Panixine

Name: Panixine

Panixine Description

Cephalexin, USP is a semisynthetic cephalosporin antibiotic intended for oral administration. It is 7-(D-α-amino-α-phenylacetamido)-3-methyl-3-cephem-4-carboxylic acid monohydrate. Cephalexin has the molecular formula C16H17N3O4S•H2O and the molecular weight is 365.41.

Cephalexin has the following structural formula:

The nucleus of cephalexin is related to that of other cephalosporin antibiotics. The compound is a zwitterion; i.e., the molecule contains both a basic and an acidic group. The isoelectric point of cephalexin in water is approximately 4.5 to 5.

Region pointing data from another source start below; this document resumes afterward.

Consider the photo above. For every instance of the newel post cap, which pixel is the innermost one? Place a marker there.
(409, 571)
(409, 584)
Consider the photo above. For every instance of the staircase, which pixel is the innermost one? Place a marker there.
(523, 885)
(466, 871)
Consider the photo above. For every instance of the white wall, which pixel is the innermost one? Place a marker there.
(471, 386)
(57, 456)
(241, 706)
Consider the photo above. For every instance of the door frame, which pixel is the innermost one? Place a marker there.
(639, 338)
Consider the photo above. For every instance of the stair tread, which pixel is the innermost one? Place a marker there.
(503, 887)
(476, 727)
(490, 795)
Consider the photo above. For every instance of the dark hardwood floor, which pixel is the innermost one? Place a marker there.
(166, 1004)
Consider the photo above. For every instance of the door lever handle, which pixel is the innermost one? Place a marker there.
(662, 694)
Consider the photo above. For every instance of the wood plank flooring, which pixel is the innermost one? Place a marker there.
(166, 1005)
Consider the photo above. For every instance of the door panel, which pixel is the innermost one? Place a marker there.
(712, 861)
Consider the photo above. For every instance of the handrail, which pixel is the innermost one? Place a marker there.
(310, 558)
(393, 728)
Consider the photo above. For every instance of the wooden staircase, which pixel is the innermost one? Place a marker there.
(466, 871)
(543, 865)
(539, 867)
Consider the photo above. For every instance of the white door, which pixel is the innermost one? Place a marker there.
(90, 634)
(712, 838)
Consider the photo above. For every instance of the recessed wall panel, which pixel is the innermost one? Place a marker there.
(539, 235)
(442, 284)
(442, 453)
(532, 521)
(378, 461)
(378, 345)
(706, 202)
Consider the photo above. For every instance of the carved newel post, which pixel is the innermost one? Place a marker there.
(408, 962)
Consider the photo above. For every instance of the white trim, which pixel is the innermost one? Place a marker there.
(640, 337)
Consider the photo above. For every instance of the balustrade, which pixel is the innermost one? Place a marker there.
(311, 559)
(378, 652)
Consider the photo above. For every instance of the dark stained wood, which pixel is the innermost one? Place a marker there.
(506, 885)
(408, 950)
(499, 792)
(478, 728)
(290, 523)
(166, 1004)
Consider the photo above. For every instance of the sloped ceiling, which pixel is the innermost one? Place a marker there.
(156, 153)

The crystalline form of cephalexin which is available is a monohydrate. It is a white crystalline solid having a bitter taste. Solubility in water is low at room temperature; 1 or 2 mg/mL may be dissolved readily, but higher concentrations are obtained with increasing difficulty.

The cephalosporins differ from penicillins in the structure of the bicyclic ring system. Cephalexin has a D-phenylglycyl group as substituent at the 7-amino position and an unsubstituted methyl group at the 3-position.

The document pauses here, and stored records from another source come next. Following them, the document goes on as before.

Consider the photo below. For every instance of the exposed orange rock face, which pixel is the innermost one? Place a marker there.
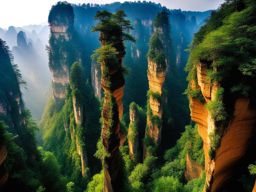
(82, 154)
(3, 173)
(234, 141)
(133, 135)
(118, 94)
(156, 78)
(193, 169)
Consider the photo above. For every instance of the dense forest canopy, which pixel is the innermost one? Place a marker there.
(118, 118)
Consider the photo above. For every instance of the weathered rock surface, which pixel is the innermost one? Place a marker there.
(193, 169)
(156, 78)
(236, 140)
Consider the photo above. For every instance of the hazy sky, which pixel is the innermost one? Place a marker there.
(25, 12)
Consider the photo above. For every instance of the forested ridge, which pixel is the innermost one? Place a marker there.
(143, 99)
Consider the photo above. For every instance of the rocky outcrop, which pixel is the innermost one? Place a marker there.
(156, 78)
(193, 169)
(61, 56)
(78, 111)
(96, 77)
(254, 188)
(230, 155)
(60, 31)
(3, 173)
(133, 133)
(60, 80)
(235, 144)
(83, 156)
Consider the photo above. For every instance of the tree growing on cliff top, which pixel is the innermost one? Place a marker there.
(114, 29)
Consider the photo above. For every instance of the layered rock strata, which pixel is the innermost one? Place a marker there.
(156, 78)
(230, 155)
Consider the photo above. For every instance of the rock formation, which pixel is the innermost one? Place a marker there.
(96, 77)
(135, 133)
(156, 78)
(230, 155)
(61, 21)
(193, 169)
(112, 28)
(3, 173)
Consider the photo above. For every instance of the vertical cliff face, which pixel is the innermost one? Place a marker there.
(11, 105)
(113, 28)
(14, 120)
(68, 75)
(193, 169)
(135, 133)
(230, 155)
(157, 65)
(61, 55)
(3, 173)
(96, 77)
(222, 95)
(156, 78)
(111, 135)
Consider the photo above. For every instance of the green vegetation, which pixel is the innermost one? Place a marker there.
(252, 169)
(114, 30)
(156, 52)
(61, 14)
(230, 29)
(77, 83)
(136, 131)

Each cephalexin tablet for oral administration contains cephalexin monohydrate equivalent to 125 mg (360 µmol) or 250 mg (720 µmol) of cephalexin.

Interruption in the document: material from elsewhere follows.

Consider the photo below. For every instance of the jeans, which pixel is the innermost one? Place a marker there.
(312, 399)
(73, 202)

In addition, each cephalexin tablet for oral suspension contains the following inactive ingredients: aspartame*, colloidal silicon dioxide, crospovidone, D&C yellow No. 10 aluminum lake, fruit gum flavor, magnesium stearate, mannitol, microcrystalline cellulose, peppermint flavor, povidone.

* See PRECAUTIONS

Warnings

BEFORE CEPHALEXIN THERAPY IS INSTITUTED, CAREFUL INQUIRY SHOULD BE MADE CONCERNING PREVIOUS HYPERSENSITIVITY REACTIONS TO CEPHALOSPORINS AND PENICILLIN. CEPHALOSPORIN C DERIVATIVES SHOULD BE GIVEN CAUTIOUSLY TO PENICILLIN-SENSITIVE PATIENTS.

SERIOUS ACUTE HYPERSENSITIVITY REACTIONS MAY REQUIRE EPINEPHRINE AND OTHER EMERGENCY MEASURES

There is some clinical and laboratory evidence of partial cross-allergenicity of the penicillins and the cephalosporins. Patients have been reported to have had severe reactions (including anaphylaxis) to both drugs.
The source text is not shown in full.